Aynı durum, o devirde hem de ordu kökenli, tarihi zaferlerin başkumandanı, Mustafa Kemal gibi bir kişiliğin liderliğinde(!) pekâlâ bizde de yaşanabilirdi ve inanın hiç kimse de buna gık – 1960’lar da, 1980’ler de kimler diyebildi ki – bile diyemezdi. Şayet diyenler bile çıksa, kolayca telef edilirler, olay da çoktan kapanır giderdi.

            Bugün Atatürk’ümüzü inkâr etmeye kalkan ve yüzleri bile kızarmadan, onun öpmeleri gereken elini uzatarak, boğulmaktan kurtardığı vatanımızda, ballı parmaklarını yalayan ahde vefa yoksunu nankör bağnazlara gelince! Bizden önce kendileri, bir değil en az otuz defa ona şükran duymalıydılar. Çünkü bugünkü kahrolası mevcudiyetlerinin tek nedeni, işte o dışlamaya kalktıkları(!) Mustafa Kemaldir de ondan. Ulan sizin topunuzun ağırlığı, öyle bir kişiliğin tartılacağı terazi kefesini yerinden bile oynatmaya yetmez.
Bir de bu topraklarda şayet Sovyetler oturuyor olsaydı da görseydik beyzadelerin uzun dillerini. Bakalım neyi yalayacaklardı o zaman. Ve yukarda ki tüm tarihi gerçekler bağlamında onlara bir kere daha buradan, yüce Atatürk’ün Türk Ulusunun vatanında, bir gün yatacak mezar bile bulamayacaklarını söylüyorum. Bunu da bir kenara yazabilirsiniz.

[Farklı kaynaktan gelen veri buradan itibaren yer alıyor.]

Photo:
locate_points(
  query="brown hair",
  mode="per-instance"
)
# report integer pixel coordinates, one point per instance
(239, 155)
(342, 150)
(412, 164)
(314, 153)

Kuvayi Milliyeler, bağımsızlık savaşları, meclisler, Cumhuriyetler, Nutuklar, Demokratik Hükümetler, Anayasalar, Devrimler, Türk ekonomi Mucizeleri, neye, kime gerekmiş bütün bunlar. Kim anlamış ki bunlardan. Çek Sovyet zırhını üstüne(!) uzat ayaklarını, bak tek adamlığının(!) keyfine, diğerleri gibi, bırak Sovyetlere gerisini, düzen değişiversin bir gecede. Hele kazara yerinde, bugünkü Başbakan oturacaktı da, sen görecektin tek adamın zorunu, görecektin o zaman ülkende ki düzenin, o tek adamın yoluna, Sovyet Bolşevik himayesine nasıl balıklama dalacağını. Çok uğraşmışsın be Atatürk’üm(!) çok yormuşlar, çok üzmüşler seni.
Türkiyesi Sovyet zırhının altına girmiş, dünya evriminin anahtarı Orta Doğuda, İran, Irak, Suriye ve diğerleri neyin altında kalacaktı acaba? İnanın bu sorunun cevabını ben de hep merak etmişimdir.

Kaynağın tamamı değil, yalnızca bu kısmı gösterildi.